/dhbpr

Dicionário Histórico Biográfico da Primeira República

Primary LanguageHTML

Dicionário Histórico Biográfico da Primeira República

Files

This dictionary has six directories:

html
Holds the original html files for each dictionary entry.
md
Holds the markdown files from of each html file entry.
meta
Holds the processed meta data information compiled in the first paragraph of each dictionary entry. Each meta file holds the following fields:
  • title
  • each position is comprised of 5 different fields (represented by a list, each position entry means an item of list for each field): cargoss (position), cargos_esp (detail of the position), datas_ini (initial date), datas_fim (end date), estados (state where the position was taken).
  • autor (author of the entry)
ref
Holds the reference text in each dictionary entry.
txt
Holds the text body in each dictionary entry.
text
final documents

Automatic Correct Files (under construction)

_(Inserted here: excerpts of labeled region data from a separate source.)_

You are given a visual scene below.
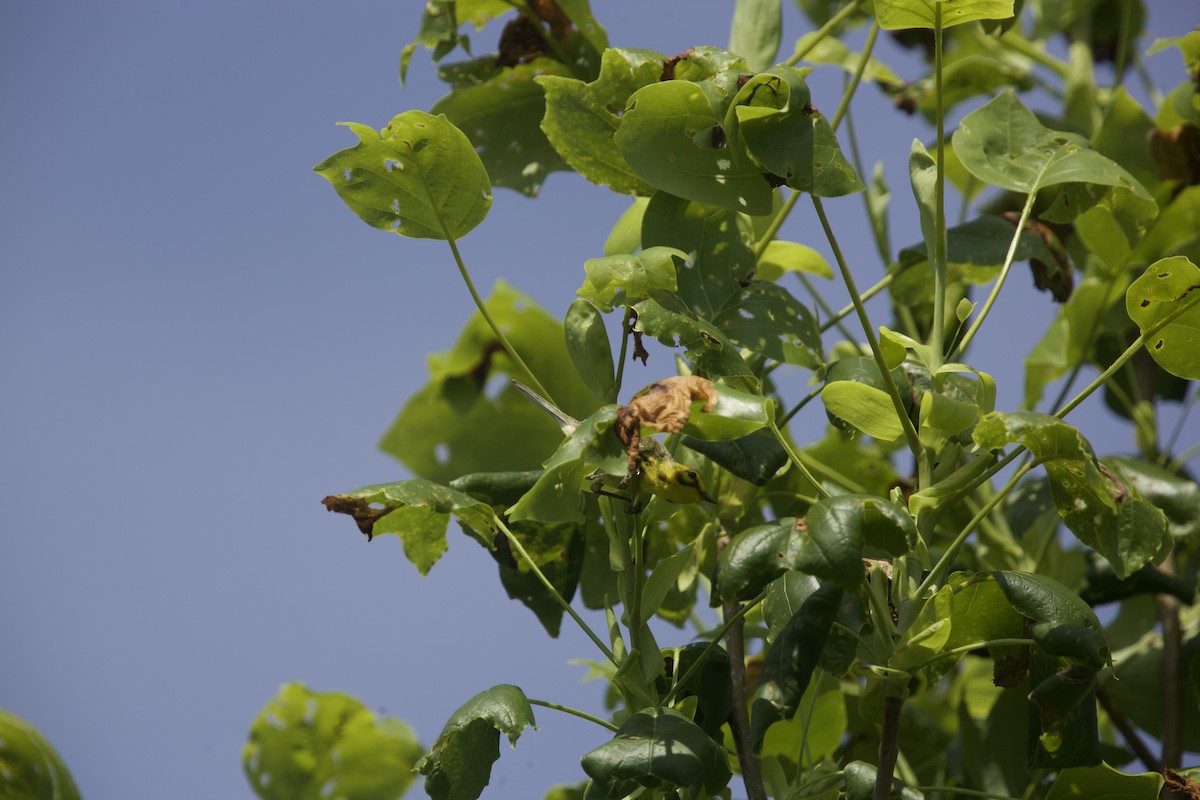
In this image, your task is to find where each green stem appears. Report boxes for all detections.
[438,235,558,405]
[821,272,893,333]
[920,2,946,374]
[770,422,832,498]
[1055,291,1200,420]
[916,462,1033,599]
[662,595,766,706]
[784,0,862,67]
[949,188,1040,361]
[526,697,620,733]
[810,195,941,474]
[829,20,880,133]
[493,517,620,667]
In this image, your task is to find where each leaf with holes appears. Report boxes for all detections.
[416,684,538,800]
[950,89,1152,200]
[973,411,1168,578]
[313,112,492,239]
[242,682,421,800]
[1126,255,1200,380]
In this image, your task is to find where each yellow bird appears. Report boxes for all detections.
[512,380,716,510]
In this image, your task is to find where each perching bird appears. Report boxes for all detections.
[512,380,716,509]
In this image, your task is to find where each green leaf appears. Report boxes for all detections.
[313,112,492,239]
[750,584,842,751]
[0,709,81,800]
[614,48,773,215]
[577,247,688,311]
[322,479,494,576]
[563,299,617,403]
[716,517,800,602]
[379,282,596,482]
[875,0,1013,30]
[821,380,904,441]
[509,405,626,523]
[1100,456,1200,540]
[973,411,1166,578]
[725,66,864,196]
[492,522,583,638]
[242,682,421,800]
[762,570,863,676]
[416,684,538,800]
[842,762,925,800]
[680,429,787,486]
[755,239,833,281]
[796,494,917,591]
[713,281,824,369]
[1126,255,1200,380]
[430,58,568,197]
[582,709,731,800]
[952,89,1151,200]
[990,570,1109,666]
[796,30,904,85]
[1046,764,1163,800]
[634,293,758,386]
[538,49,664,194]
[641,192,755,319]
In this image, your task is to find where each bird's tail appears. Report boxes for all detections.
[512,380,580,435]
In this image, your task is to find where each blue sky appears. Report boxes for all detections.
[0,0,1196,798]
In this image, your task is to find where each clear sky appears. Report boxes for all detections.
[0,0,1200,799]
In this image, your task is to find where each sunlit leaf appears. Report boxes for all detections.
[538,49,664,194]
[582,709,731,800]
[730,0,784,72]
[577,247,688,311]
[1126,255,1200,380]
[323,479,494,575]
[243,684,422,800]
[0,709,81,800]
[313,110,492,239]
[415,684,538,800]
[952,89,1151,200]
[430,58,568,197]
[875,0,1013,30]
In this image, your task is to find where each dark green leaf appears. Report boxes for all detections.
[680,429,787,486]
[1126,255,1200,380]
[750,584,842,751]
[718,517,800,602]
[973,411,1166,578]
[313,112,492,239]
[842,762,925,800]
[416,684,538,800]
[582,709,731,800]
[1046,764,1163,800]
[0,709,81,800]
[242,684,421,800]
[762,570,863,678]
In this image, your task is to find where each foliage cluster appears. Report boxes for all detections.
[258,0,1200,800]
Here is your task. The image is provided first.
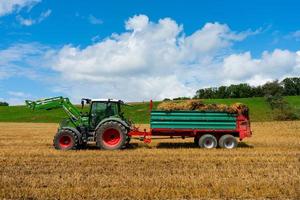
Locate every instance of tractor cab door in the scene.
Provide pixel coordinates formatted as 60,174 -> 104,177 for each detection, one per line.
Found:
90,101 -> 118,129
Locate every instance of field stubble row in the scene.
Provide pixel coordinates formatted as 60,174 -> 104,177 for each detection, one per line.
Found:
0,121 -> 300,199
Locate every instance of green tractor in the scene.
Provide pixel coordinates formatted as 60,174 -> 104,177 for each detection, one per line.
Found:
25,97 -> 132,150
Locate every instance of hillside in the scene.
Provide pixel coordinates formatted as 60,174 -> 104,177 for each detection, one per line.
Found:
0,96 -> 300,124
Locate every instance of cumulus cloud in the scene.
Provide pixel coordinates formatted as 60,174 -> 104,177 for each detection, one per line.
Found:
88,15 -> 103,25
221,49 -> 300,85
0,0 -> 41,17
45,15 -> 262,100
0,15 -> 300,101
16,9 -> 52,26
43,15 -> 299,101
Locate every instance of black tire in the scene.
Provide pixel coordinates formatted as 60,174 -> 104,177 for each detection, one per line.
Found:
53,129 -> 79,150
96,121 -> 127,150
219,134 -> 238,149
198,134 -> 218,149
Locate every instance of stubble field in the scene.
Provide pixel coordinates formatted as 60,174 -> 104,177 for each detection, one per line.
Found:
0,121 -> 300,199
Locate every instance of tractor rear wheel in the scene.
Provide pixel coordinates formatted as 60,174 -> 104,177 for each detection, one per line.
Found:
198,134 -> 218,149
96,121 -> 127,150
219,134 -> 238,149
53,129 -> 79,150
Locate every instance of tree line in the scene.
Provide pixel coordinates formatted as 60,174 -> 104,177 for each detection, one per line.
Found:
194,77 -> 300,99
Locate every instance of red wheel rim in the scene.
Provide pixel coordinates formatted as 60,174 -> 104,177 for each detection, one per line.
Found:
59,135 -> 72,149
102,128 -> 121,147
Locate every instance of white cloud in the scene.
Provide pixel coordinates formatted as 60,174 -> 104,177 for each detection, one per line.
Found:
7,91 -> 30,97
48,15 -> 262,100
88,15 -> 103,25
0,15 -> 300,101
221,49 -> 300,85
0,0 -> 41,17
16,9 -> 52,26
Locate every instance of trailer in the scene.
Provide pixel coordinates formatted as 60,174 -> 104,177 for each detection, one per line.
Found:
128,101 -> 252,149
25,97 -> 252,150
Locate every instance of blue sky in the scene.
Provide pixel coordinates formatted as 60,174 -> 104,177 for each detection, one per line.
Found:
0,0 -> 300,104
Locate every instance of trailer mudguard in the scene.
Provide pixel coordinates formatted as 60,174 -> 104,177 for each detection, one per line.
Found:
95,117 -> 130,130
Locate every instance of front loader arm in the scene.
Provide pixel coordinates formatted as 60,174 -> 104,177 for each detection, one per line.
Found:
25,97 -> 81,122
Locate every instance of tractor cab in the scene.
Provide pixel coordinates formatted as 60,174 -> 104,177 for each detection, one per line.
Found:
81,99 -> 124,129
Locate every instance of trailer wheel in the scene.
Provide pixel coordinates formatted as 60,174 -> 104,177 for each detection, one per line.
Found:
53,129 -> 79,150
96,121 -> 127,150
198,134 -> 218,149
219,134 -> 238,149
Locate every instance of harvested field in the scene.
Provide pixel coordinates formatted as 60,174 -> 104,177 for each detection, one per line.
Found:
0,121 -> 300,199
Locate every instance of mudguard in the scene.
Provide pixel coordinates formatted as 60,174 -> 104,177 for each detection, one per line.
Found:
58,126 -> 82,144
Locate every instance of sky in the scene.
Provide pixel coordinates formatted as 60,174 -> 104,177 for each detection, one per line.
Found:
0,0 -> 300,105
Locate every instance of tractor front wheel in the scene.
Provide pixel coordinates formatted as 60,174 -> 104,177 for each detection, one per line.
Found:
96,121 -> 127,150
53,129 -> 78,150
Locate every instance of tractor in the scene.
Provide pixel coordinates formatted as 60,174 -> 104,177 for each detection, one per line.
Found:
25,96 -> 132,150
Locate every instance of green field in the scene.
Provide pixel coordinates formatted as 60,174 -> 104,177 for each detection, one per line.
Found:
0,96 -> 300,124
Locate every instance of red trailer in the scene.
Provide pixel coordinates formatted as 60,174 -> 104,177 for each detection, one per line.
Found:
128,101 -> 252,149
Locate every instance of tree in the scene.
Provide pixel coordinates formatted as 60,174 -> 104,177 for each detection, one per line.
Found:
282,77 -> 300,96
262,80 -> 284,96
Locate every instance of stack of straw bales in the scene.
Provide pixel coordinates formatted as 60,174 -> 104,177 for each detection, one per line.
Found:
157,100 -> 248,113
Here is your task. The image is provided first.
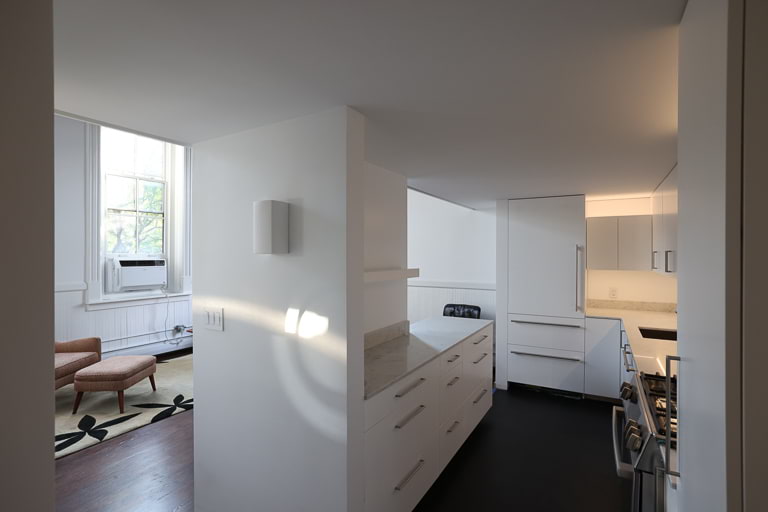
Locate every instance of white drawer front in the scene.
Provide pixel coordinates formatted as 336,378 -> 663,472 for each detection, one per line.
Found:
439,343 -> 464,372
438,407 -> 469,470
507,344 -> 584,393
365,361 -> 439,430
462,326 -> 493,361
507,315 -> 585,352
464,376 -> 493,435
464,350 -> 493,392
439,364 -> 470,424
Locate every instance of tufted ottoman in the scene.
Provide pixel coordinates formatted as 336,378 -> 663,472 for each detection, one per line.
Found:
72,356 -> 157,414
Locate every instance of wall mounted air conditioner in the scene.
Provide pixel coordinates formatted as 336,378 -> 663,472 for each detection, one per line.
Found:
107,257 -> 168,293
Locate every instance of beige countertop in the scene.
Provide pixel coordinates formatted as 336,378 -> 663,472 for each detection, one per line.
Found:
365,316 -> 493,399
587,308 -> 677,375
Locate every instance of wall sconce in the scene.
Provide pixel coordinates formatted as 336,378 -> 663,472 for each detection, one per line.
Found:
253,200 -> 290,254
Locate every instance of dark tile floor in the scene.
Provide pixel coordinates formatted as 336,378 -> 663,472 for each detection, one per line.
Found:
416,386 -> 632,512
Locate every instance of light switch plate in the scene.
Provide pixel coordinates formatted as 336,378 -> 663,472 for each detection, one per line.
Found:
203,308 -> 224,331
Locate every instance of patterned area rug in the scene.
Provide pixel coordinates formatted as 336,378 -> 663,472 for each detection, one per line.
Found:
54,354 -> 193,458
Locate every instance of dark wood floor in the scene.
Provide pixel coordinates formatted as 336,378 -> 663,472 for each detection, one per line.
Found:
56,411 -> 194,512
56,388 -> 631,512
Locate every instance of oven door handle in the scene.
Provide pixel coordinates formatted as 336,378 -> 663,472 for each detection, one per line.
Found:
611,405 -> 634,480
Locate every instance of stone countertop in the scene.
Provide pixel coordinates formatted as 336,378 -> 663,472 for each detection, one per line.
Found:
365,316 -> 493,400
587,308 -> 677,375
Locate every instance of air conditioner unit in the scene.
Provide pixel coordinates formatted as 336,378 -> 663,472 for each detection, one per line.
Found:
107,257 -> 168,293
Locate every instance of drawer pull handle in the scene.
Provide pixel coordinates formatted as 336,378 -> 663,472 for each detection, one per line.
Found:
395,459 -> 424,491
472,389 -> 488,405
395,377 -> 427,398
395,405 -> 427,430
509,350 -> 584,363
510,320 -> 582,329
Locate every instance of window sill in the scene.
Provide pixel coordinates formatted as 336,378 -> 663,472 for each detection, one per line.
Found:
85,292 -> 192,311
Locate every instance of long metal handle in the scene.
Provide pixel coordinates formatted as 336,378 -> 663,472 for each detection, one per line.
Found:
510,320 -> 582,329
509,350 -> 584,363
621,345 -> 637,372
664,356 -> 680,478
395,377 -> 427,398
472,388 -> 488,405
395,405 -> 427,430
611,405 -> 634,479
395,459 -> 424,491
664,251 -> 672,272
576,244 -> 580,313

The library cl-yaml has a bug! The code below isn’t completed because of that. The strings are not double-quoted in the flow style.

(ql:quickload :optima)
(ql:quickload :cl-ppcre)
(ql:quickload :cl-yaml)

(defpackage :test
  (:use :optima :cl-ppcre :cl-yaml :cl))

(in-package :test)

(defmacro consume (flag)
  `(progn
     (format t "DEBUG [~a] : ~a~%" lineno line)
     (incf lineno)
     (if ,flag
	 (push line lines))))

(defun make-head (lines)
  (let ((tb (cl-yaml:parse (format nil "~{~a~^~%~}" (reverse lines)))))
    (dolist (k '("cargoss" "datas_ini" "datas_fim" "estados" "cargos_esp") tb)
      (remhash k tb))))

(defun read-file (filename)
  (with-open-file (stream filename)
    (let ((state 'start)
	  (lineno 0)
	  (head)
	  (lines))
      (do ((line (read-line stream nil nil)
		 (read-line stream nil nil)))
	  ((null line)
	   (cons head (format nil "~{~a~^~%~}" (reverse lines))))
	(match (list line state lineno)
	  ((list "---" 'start _)
	   (push line lines)
	   (setf state 'head))
	  ((list "---" 'head _)
	   (push line lines)
	   (setf state 'text)
	   (setf head (make-head lines))
	   (setf lines nil))
	  ((list _ 'head _)
	   (push line lines))
	  ((list _ 'text 1)
	   (multiple-value-bind (m vals)
	       (cl-ppcre:scan-to-strings "^\\*+([^\\*]*)\\*+$" (string-trim '(#\Space) line))
	     (if m
		 (progn
		   (assert (equal (aref vals 0) (gethash "title" head)))
		   (consume nil))
		 (consume t))))
	  ((list _ 'text 3)
	   (multiple-value-bind (m vals)
	       (cl-ppcre:scan-to-strings "^\\\\\\*[ ]*(.+)$" (string-trim '(#\Space #\.) line))
	     (if m
		 (progn
		   (setf (gethash "cargos" head) (cl-ppcre:split ";[ ]*" (aref vals 0)))
		   (consume nil))
		 (consume t))))
	  ((list _ 'text _)
	   (consume t)))))))

Possible alternative with Python:

import yaml
print yaml.dump(yaml.load(open("1.tmp")), default_flow_style=False)

Ou usando haskell, idéia preliminar:

import Data.Yaml
decodeFile "text/1.tmp" :: IO (Maybe Value)